Issue 36116: test_multiprocessing_spawn fails on AMD64 Windows8 3.x (original) (raw)

Created on 2019-02-26 07:13 by pablogsal, last changed 2022-04-11 14:59 by admin. This issue is now closed.

Messages (12)
msg336625 - (view) Author: Pablo Galindo Salgado (pablogsal) * (Python committer) Date: 2019-02-26 07:13
test test_multiprocessing_spawn failed test_import (test.test_multiprocessing_spawn._TestImportStar) ... ok ====================================================================== FAIL: test_mymanager_context (test.test_multiprocessing_spawn.WithManagerTestMyManager) ---------------------------------------------------------------------- Traceback (most recent call last): File "D:\buildarea\3.x.bolen-windows8\build\lib\test\_test_multiprocessing.py", line 2747, in test_mymanager_context self.assertIn(manager._process.exitcode, (0, -signal.SIGTERM)) AssertionError: 3221225477 not found in (0, -15) ---------------------------------------------------------------------- Ran 344 tests in 328.196s FAILED (failures=1, skipped=40) 1 test failed again: test_multiprocessing_spawn == Tests result: FAILURE then FAILURE == https://buildbot.python.org/all/#/builders/32/builds/2204/steps/3/logs/stdio
msg336626 - (view) Author: Pablo Galindo Salgado (pablogsal) * (Python committer) Date: 2019-02-26 07:21
It also fails on Windows 7: https://buildbot.python.org/all/#/builders/58/builds/1983/steps/3/logs/stdio
msg336627 - (view) Author: Pablo Galindo Salgado (pablogsal) * (Python committer) Date: 2019-02-26 07:28
It seems that return code 3221225477 in Windows is: #define STATUS_ACCESS_VIOLATION ((NTSTATUS)0xC0000005L) so this is a segfault in the manager.

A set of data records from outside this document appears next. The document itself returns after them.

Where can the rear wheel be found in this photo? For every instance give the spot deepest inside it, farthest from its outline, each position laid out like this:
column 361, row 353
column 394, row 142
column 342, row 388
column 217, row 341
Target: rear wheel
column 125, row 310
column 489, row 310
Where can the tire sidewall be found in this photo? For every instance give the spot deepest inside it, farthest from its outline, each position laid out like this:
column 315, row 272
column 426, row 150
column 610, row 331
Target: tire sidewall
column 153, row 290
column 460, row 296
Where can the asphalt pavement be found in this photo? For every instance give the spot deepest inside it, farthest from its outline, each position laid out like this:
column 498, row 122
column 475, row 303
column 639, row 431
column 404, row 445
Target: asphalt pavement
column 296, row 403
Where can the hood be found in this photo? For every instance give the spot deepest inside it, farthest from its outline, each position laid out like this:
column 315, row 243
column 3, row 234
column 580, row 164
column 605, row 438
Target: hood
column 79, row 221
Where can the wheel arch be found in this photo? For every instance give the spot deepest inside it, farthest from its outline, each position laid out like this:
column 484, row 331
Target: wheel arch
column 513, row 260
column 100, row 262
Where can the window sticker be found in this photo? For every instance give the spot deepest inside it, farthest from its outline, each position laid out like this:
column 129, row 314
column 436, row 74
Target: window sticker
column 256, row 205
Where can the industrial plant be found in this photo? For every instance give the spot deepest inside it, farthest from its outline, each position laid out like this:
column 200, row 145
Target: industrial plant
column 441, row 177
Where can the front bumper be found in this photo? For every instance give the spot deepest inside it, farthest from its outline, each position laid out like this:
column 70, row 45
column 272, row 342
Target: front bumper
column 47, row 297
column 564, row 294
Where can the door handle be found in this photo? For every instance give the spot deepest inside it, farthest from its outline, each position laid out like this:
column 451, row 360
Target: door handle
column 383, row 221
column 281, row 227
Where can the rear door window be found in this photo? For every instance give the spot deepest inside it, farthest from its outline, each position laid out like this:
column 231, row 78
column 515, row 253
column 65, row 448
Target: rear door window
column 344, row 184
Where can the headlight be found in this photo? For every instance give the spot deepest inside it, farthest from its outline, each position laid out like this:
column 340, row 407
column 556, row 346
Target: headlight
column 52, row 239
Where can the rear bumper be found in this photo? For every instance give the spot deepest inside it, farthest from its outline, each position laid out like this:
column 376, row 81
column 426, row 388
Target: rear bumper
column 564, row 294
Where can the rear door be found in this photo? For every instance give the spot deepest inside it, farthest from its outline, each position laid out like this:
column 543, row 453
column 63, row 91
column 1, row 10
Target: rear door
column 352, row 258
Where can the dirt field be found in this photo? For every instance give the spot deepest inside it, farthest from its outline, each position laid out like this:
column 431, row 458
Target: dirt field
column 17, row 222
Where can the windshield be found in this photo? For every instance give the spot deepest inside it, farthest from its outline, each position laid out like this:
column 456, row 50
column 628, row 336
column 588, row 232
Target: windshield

msg336774 - (view) Author: Pablo Galindo Salgado (pablogsal) * (Python committer) Date: 2019-02-27 17:30
Adding Ɓukasz, as I think this is a release blocker (the Windows 8 and 7 multiprocessing module may be causing segfaults).
msg336778 - (view) Author: Steve Dower (steve.dower) * (Python committer) Date: 2019-02-27 19:42
It's also possible that the child process is causing the segfault because of misconfiguration (e.g. broken environment variables). And depending on the OS, abort() calls (via Py_FatalError) sometimes appear to be segfaults, so it could be any number of issues. (Aside - I'd love to replace the abort() calls with specific exit codes for configuration errors - they really mess up the crash data we see on Windows.) I'll try some tests locally to see if this is reproducible, but if anyone can extract the original stdout/stderr from the buildbot, that would be helpful.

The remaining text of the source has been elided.